Pastor: ‘The thing is blown totally way out of proportion’
Since President Donald Trump declared the coronavirus pandemic a national emergency, most churches, mosques, synagogues and temples have temporarily shut down. But there have been a few defiant outliers, including a pastor in Louisiana.
Howard-Browne, who was born in South Africa and built the River into a megachurch with 4,000 members, is a prominent evangelical who prayed in the Oval Office with Trump in 2017. In recent days the Pentecostal preacher has made controversial remarks and floated conspiratorial theories about the coronavirus.
At a church service on March 15, Howard-Browne said he would not close his church’s doors until the Rapture, when believers will be lifted up to heaven, according to evangelical theology.
At the same service, the pastor said he won’t close his Bible School either, “because we are raising up revivalists, not pansies.”
Howard-Browne defended his actions in a Facebook Live post titled “End of Days Part Three,” according to CNN affiliate WFLA.
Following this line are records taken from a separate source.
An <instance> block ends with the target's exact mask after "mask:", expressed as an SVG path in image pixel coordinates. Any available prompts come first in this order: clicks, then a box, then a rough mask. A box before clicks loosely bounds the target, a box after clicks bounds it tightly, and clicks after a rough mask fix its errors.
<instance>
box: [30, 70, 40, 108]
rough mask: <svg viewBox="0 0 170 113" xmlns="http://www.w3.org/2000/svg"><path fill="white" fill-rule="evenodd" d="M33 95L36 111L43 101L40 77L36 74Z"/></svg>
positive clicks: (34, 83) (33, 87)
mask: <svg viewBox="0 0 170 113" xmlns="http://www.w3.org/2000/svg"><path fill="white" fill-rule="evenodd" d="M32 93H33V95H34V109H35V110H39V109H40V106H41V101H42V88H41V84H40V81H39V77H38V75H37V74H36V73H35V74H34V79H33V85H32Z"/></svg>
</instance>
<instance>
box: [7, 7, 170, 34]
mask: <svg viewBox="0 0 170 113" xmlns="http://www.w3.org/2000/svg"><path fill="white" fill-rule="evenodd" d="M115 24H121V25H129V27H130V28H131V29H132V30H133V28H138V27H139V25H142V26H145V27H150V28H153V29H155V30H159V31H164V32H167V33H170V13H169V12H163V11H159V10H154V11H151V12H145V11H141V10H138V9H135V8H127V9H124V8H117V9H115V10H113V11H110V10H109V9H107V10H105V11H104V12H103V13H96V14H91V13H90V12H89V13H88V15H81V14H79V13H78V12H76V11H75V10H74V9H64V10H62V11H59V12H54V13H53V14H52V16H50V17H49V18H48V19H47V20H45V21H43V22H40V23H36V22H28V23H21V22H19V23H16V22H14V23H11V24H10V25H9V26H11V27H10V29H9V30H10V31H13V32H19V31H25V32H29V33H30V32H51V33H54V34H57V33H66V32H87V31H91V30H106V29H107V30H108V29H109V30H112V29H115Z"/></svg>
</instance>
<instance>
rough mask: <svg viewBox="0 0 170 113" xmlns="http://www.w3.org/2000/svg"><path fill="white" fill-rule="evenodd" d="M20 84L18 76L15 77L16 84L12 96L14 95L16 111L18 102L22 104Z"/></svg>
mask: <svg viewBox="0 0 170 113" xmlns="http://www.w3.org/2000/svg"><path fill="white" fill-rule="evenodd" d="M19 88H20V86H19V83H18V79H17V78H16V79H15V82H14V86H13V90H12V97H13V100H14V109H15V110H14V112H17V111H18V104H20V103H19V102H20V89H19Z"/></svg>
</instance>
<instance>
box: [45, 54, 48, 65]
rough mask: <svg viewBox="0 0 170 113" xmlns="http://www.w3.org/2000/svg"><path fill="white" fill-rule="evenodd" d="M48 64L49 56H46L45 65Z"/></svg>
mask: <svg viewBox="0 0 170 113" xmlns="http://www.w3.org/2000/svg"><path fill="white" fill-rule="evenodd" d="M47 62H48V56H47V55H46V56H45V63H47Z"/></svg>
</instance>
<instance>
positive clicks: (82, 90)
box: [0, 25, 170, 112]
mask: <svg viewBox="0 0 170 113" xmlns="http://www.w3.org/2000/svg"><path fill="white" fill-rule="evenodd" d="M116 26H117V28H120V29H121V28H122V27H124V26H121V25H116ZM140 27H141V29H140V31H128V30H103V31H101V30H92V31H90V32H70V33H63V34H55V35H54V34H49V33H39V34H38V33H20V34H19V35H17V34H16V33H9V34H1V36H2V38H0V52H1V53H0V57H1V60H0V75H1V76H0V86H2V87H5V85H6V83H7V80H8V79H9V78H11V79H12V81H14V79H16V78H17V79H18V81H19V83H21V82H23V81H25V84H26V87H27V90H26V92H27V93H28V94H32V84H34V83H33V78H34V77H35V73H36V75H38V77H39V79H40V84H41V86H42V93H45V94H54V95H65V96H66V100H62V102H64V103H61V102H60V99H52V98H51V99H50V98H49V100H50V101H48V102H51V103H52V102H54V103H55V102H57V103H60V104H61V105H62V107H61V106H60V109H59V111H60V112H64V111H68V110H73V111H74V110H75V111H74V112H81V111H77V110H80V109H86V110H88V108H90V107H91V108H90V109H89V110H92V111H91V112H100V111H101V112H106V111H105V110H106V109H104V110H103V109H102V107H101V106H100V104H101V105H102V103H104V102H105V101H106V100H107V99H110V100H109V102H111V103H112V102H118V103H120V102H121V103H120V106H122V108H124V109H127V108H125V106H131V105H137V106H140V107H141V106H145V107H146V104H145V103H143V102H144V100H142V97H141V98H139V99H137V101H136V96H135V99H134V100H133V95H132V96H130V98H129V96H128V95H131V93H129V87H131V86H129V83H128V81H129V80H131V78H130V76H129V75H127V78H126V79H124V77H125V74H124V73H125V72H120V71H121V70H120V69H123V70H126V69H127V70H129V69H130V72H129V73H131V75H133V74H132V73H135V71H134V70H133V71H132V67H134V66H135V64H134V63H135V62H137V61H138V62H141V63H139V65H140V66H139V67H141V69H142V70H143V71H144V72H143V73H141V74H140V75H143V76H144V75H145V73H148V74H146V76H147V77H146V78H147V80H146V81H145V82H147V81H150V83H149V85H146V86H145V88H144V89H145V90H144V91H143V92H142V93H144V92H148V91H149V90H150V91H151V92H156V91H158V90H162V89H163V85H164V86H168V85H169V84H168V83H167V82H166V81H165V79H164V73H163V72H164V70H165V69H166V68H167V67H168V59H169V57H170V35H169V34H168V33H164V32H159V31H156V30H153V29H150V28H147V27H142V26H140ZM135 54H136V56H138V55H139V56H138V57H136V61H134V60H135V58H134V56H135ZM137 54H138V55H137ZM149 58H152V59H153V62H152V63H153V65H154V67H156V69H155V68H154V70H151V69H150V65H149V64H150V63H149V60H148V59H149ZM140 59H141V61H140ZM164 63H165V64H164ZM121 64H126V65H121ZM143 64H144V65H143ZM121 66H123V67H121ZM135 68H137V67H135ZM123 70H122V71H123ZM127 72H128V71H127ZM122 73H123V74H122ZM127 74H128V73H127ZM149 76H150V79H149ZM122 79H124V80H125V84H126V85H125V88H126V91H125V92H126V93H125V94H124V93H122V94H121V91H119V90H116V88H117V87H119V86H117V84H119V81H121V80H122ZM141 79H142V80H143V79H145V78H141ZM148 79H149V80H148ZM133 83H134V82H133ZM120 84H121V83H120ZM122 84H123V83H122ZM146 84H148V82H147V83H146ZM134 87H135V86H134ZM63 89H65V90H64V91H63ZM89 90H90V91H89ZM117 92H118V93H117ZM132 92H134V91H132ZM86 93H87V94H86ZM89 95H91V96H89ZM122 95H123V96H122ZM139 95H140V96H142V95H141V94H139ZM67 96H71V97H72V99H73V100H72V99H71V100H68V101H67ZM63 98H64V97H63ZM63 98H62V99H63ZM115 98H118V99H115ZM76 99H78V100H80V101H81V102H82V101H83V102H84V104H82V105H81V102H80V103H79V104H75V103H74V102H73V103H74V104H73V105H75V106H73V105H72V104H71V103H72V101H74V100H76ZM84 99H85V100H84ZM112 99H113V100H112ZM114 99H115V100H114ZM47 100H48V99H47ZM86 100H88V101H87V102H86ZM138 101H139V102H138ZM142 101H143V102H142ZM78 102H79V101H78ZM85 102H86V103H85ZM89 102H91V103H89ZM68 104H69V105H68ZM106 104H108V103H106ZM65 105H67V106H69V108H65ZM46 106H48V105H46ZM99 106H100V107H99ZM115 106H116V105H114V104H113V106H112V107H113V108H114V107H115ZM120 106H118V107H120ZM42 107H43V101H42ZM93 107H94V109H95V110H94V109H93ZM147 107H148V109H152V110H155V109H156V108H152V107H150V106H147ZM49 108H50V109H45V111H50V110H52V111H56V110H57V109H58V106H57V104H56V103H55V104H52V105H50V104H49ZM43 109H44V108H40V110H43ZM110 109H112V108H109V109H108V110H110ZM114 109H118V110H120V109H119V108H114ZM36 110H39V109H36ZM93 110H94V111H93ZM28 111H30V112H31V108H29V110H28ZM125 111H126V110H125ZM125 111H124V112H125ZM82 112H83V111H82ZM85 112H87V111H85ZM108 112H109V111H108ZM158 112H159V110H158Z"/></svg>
“I’m not again negating that people are dying from the coronavirus,” he said. “We’re not saying that, just saying that the thing is blown totally way out of proportion and if you shut the church down, the church is not a non-essential service.”
Recklessness? Or religious freedom?
In a statement posted March 22 on its website, the church claims that closure orders violate religious freedom.
“The government deciding who can attend a service by way of a numerical limit does not demonstrate an equality of rights and ought to be seen as a per se violation of the principle of separation of church and state,” says the statement, which was not written by Howard-Browne.
“These orders try to justify unequal application based upon the definition of ‘essential’ services. By what authority does the government declare the church non-essential?” it continues.
“The Church is a place where people turn for help and for comfort in a climate of fear and uncertainty. In a time of crisis, people are fearful and in need of comfort and community, more than ever before.”
But many legal scholars and religious believers dismiss the religious freedom argument, saying the widespread social distancing orders meet a compelling governmental interest: public safety.
“It’s unfortunate here that the pastor is hiding behind the first amendment,” State Attorney Andrew H. Warren said at Monday’s news conference.
Emergency orders like the county’s are “constitutionally valid,” Warren said.
“I would remind the good pastor of Mark 12:31,” Warren said, referring to the Bible. “There is no more important commandment than to love your neighbor as yourself. And loving your neighbors is protecting them and not jeopardizing their health by exposing them to this deadly virus.”